第53話 涙が止まらない

 その翌日から春陽の皿に盛られる食事は昨日までより明らかに少なくなった。

 美優がそのことに気づき、静香に言うと、静香は、春陽があまり食べたくないって言うから、と答えていた。

 静香は、春陽の目の前で平然と嘘を吐いたのだ。

 この時かもしれない。

 春陽が静香にずっと言われてきた言葉の意味を理解したのは。

 本当のことなんて関係ない。

 静香の言う言葉がここでは真実になるんだ、と。

 そしてそれに反論することは春陽に許されていない。

 もしもしようものならまた怖い静香と二人きりで延々と言葉をぶつけられることはわかっている。

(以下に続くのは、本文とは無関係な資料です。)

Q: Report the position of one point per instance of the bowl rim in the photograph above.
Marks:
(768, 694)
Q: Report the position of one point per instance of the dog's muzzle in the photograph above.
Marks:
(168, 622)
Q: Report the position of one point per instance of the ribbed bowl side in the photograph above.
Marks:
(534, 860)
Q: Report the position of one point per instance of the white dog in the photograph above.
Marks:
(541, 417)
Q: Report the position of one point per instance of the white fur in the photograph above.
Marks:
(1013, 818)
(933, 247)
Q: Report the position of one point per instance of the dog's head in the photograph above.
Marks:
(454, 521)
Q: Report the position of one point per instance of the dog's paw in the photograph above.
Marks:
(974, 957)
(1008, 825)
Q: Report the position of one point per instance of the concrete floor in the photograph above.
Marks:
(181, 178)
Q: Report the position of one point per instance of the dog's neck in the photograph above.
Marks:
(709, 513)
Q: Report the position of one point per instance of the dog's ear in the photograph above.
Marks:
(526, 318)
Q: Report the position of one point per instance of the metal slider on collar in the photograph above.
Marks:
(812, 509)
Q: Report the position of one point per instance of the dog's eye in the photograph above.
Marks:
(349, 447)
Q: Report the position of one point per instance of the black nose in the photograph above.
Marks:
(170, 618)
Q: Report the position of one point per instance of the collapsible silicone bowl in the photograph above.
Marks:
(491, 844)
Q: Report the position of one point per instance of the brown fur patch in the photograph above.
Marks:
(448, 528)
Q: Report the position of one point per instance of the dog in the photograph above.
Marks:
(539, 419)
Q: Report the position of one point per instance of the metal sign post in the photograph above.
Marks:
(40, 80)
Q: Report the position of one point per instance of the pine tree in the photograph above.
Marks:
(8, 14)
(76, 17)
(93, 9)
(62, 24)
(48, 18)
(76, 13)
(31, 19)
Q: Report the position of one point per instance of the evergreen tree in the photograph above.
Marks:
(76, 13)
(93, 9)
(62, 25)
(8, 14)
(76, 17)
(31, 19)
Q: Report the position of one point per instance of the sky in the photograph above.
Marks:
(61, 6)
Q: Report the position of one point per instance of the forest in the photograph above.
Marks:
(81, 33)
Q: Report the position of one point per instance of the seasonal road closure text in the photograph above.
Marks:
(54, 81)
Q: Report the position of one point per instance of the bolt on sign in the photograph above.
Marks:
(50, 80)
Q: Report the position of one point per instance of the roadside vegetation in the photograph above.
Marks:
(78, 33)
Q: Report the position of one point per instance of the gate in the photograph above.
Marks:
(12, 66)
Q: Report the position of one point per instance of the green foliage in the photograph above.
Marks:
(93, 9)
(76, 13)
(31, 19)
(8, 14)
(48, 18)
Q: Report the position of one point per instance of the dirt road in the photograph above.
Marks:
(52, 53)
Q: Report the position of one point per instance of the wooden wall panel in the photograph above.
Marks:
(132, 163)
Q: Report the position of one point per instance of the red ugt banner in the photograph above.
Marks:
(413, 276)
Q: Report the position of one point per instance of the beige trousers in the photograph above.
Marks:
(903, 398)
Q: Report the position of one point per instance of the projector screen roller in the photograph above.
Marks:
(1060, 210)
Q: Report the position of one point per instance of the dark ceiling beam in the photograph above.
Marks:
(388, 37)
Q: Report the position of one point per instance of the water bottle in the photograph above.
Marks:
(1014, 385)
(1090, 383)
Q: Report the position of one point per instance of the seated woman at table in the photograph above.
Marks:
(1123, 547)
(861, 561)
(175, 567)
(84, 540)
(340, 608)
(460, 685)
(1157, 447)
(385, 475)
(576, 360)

 美優がいないときはリビングで、美優が習い事からいつ帰ってくるかわからないというときは春陽の部屋で、美優のいる前では、歪な笑みを浮かべて「春陽、ちょっとお話しましょう」と言って春陽の部屋に連れていかれて、それは行われた。

 そうなると毎回何十分も続くのだ。

 春陽に反論する気は起きなかった。


 春陽が小学生になると、静香は約束事を増やした。

「いい?美優の邪魔は絶対にしないこと。美優はあんたとは違うの。あんたは外にでも行ってなさい。それと美優が気にするといけないから夕食の時間には間に合うように帰ってきなさい。わかった?」


 それから春陽は、なるべく外で過ごすようになった。

 美優はずっと春陽に優しく、そんな美優の邪魔は春陽もしたくはなかったからだ。

 けれど、この頃から美優と一緒にいることが少なくなってしまったことは春陽にとって寂しいことだった。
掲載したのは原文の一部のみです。